O surgimento do terçol está ligado, na maioria das vezes, à ação de bactérias presentes naturalmente na pele. Quando há obstrução das glândulas sebáceas da pálpebra, esses microrganismos se multiplicam e provocam a inflamação. Má higiene ocular e contato frequente das mãos com os olhos favorecem esse processo.

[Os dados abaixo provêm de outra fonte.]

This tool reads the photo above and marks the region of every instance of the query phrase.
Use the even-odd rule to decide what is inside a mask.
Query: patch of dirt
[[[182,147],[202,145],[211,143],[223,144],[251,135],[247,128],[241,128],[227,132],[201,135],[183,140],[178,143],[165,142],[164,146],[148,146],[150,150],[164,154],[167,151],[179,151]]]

Entre os sintomas mais comuns estão dor local, vermelhidão, inchaço e a formação de um pequeno ponto com pus. Em alguns casos, pode haver leve inchaço ao redor do olho. Embora incomode, o terçol raramente afeta a visão de forma significativa.
O tratamento costuma ser simples e pode ser feito em casa. Compressas mornas aplicadas sobre a região ajudam a aliviar a dor e a acelerar a drenagem natural. Evitar espremer o local é fundamental para não piorar a inflamação ou espalhar a infecção.
Os cuidados diários fazem diferença na prevenção. Manter as mãos limpas, evitar compartilhar maquiagem e higienizar corretamente os olhos são medidas importantes. Quem usa lentes de contato deve redobrar a atenção com a limpeza e o armazenamento adequado.
O terçol pode surgir em qualquer idade, desde crianças até idosos. No entanto, pessoas com baixa imunidade, blefarite ou tendência à oleosidade na pele podem ter maior propensão. Em geral, desaparece em poucos dias, mas, se persistir ou se tornar recorrente, o ideal é buscar avaliação médica.
Na verdade, olhar diretamente para o sol pode causar danos sérios aos olhos, principalmente na retina, que é a parte responsável pela formação das imagens.
Esse quadro é conhecido como queimadura solar da retina (retinopatia solar) e pode levar a visão embaçada, manchas escuras no campo de visão e até perda permanente da visão em casos mais graves.
A exposição intensa à luz solar também pode provocar desconforto imediato, como dor, lacrimejamento e sensibilidade à luz. Diferentemente do mito do terçol, esses efeitos têm base científica e estão ligados à radiação ultravioleta e à intensidade da luz solar.
A radiação ultravioleta (UV) é um tipo de energia emitida pelo Sol que faz parte do espectro da luz, mas não pode ser vista pelos olhos humanos. Ela está logo além da luz violeta e possui mais energia do que a luz visível, o que explica sua capacidade de causar efeitos no corpo.
Por isso, nunca é recomendado olhar diretamente para o sol, nem mesmo por poucos segundos, sem proteção adequada.o ideal é usar óculos de sol com proteção UV 100% (ou UV400), que bloqueiam tanto os raios UVA quanto UVB.
Não basta que a lente seja escura: se não tiver filtro UV, ela pode até piorar a exposição, já que a pupila dilata.Chapéus ou bonés com aba também ajudam a reduzir a incidência direta de luz nos olhos.